Feiern wie die musikfanatischen Herzöge

■ Ab heute lädt Manfred Cordes zu einer musikalischen Renaissance der Renaissance

Heute abend beginnt im Rathaus eine Reihe mit italienischer Festmusik, die nicht nur FreundInnen Alter Musik anziehen könnte. Denn der Leiter des Ensembles „Weser-Renaissance“ Manfred Cordes hat für fünf Konzerte ein facettenreiches Konzept entworfen.

Es gibt mit der Fürstenhochzeit zu Florenz aus dem Jahr 1539 eine deutsche Erstaufführung, ihr folgt venezianische Weihnachtsmusik am 29.12.01 in Unser Lieben Frauen. Am 7.2.02 erklingt dann in der Glocke mit Neapolitanischen Impressionen Musik zum Karneval und in einem weiteren Konzert am 7.3.02 in der Oberen Rathaushalle Madrigale und Instrumentalmusik der Kunstzentren Mantua und Ferrara.

Die Rekonstruktion eines Festgottesdienstes um 1570, die Ostermesse in der römischen Peterskirche, beendet am 4.4.02 im St.Petri-Dom den Zyklus.

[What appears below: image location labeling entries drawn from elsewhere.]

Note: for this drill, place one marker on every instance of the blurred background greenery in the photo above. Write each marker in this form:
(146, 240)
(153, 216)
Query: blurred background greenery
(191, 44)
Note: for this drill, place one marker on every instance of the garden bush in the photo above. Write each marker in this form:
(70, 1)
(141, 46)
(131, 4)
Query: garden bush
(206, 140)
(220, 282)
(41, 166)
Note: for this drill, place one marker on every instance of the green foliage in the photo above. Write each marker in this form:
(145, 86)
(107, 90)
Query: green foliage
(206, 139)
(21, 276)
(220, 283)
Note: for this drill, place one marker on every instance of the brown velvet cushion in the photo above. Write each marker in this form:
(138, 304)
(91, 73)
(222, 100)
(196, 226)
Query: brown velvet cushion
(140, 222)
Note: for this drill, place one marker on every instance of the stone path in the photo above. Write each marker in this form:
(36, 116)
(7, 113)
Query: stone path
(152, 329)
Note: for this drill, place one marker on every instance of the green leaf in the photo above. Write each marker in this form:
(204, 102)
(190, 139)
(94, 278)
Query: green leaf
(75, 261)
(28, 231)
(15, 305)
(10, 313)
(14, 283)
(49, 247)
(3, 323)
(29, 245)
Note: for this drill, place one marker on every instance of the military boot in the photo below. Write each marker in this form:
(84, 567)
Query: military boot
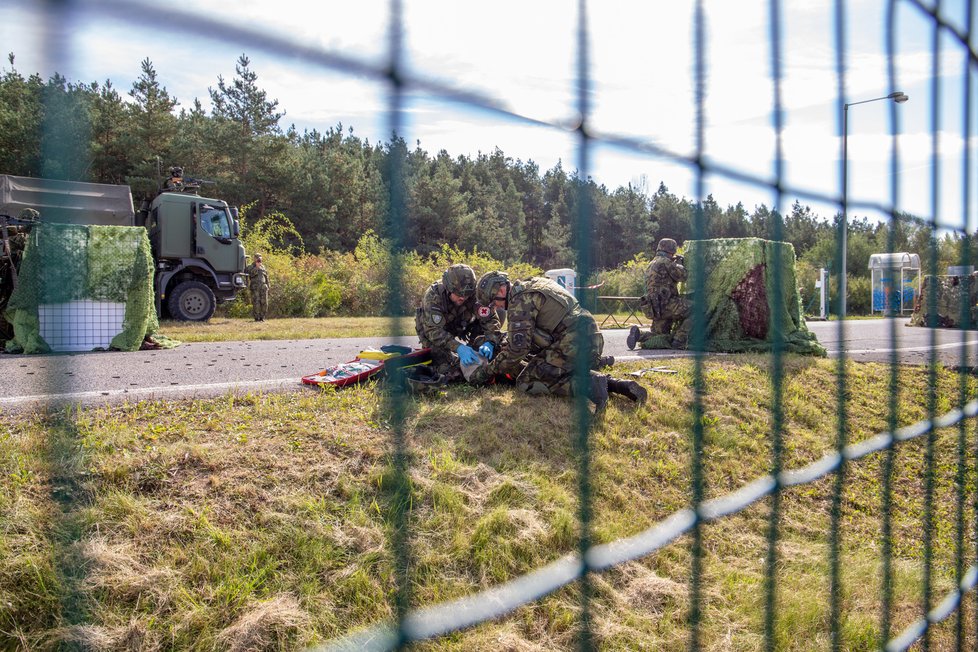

taz: Herr Cordes, Sie beginnen mit der Rekonstruktion der Fürstenhochzeit am Hof der Medici in Florenz. Was gibt es denn da für Abläufe, Gattungen, auf welche Quellen berufen Sie sich da?

Manfred Cordes: Wir haben da eine in der Renaissance einmalige Quellenlage. Es gibt vierstimmige Bücher, die damals schon als Dokumentation der Festlichkeit gedruckt wurden. Man feierte zwei Tage, am zweiten Tag gab es eine Komödie von Landi, die wir mit allen Besetzungsvorschriften haben. In den Texten geht es u.a. um schnellen männlichen Nachwuchs für das Geschlecht der Medici.

Florenz, Neapel, Mantua, Ferrara, Venedig: wie muss man sich den Austausch vorstellen?

Es gab natürlich eine wettbewerbsartige Fluktuation, alles hing vom Geld und Interesse der Fürsten ab. Die Herzöge von Mantua und Ferrara waren direkt musikfanatisch, hier entstanden Gattungen und Besetzungen, die in der Kirche nicht möglich waren.

In der Ostermesse singen Sie die berühmte „Missa Papae Marcelli“. Der Komponist Giovanni Pierluigi da Palestrina wird als „Retter der Kirchenmusik“ bezeichnet. Um was ging es da?

Am Konzil von Trient (1545 - 1563) wurde Dekadenz in der Kirchenmusik festgestellt: Die Texte seien durch eine schweifende Melodik und die Mehrstimmigkeit nicht mehr verständlich, es würden weltliche Vorlagen benutzt und vieles mehr. Palestrina hat sich einerseits an den neuen Vorschriften orientiert, hat aber andererseits da, wo es möglich war, große, melismatische Musik geschrieben. Wenn er nicht gewesen wäre, hätten die Kirchenleute es viel leichter gehabt, die Musik zu verbieten.

Herr Cordes, was können derartige Rekonstruktionen für uns noch bedeuten?

Dasselbe wie die Bilder und die Literatur der Zeit, mit denen wir uns ja auch beschäftigen. Die Musik allerdings braucht die Aufführung, sonst existiert sie ja nicht. Es braucht aber Konzepte, sonst macht die Wiedergabe von ehemals rein funktionaler Musik, die immer für einen bestimmten Zweck geschrieben wurde, keinen Sinn.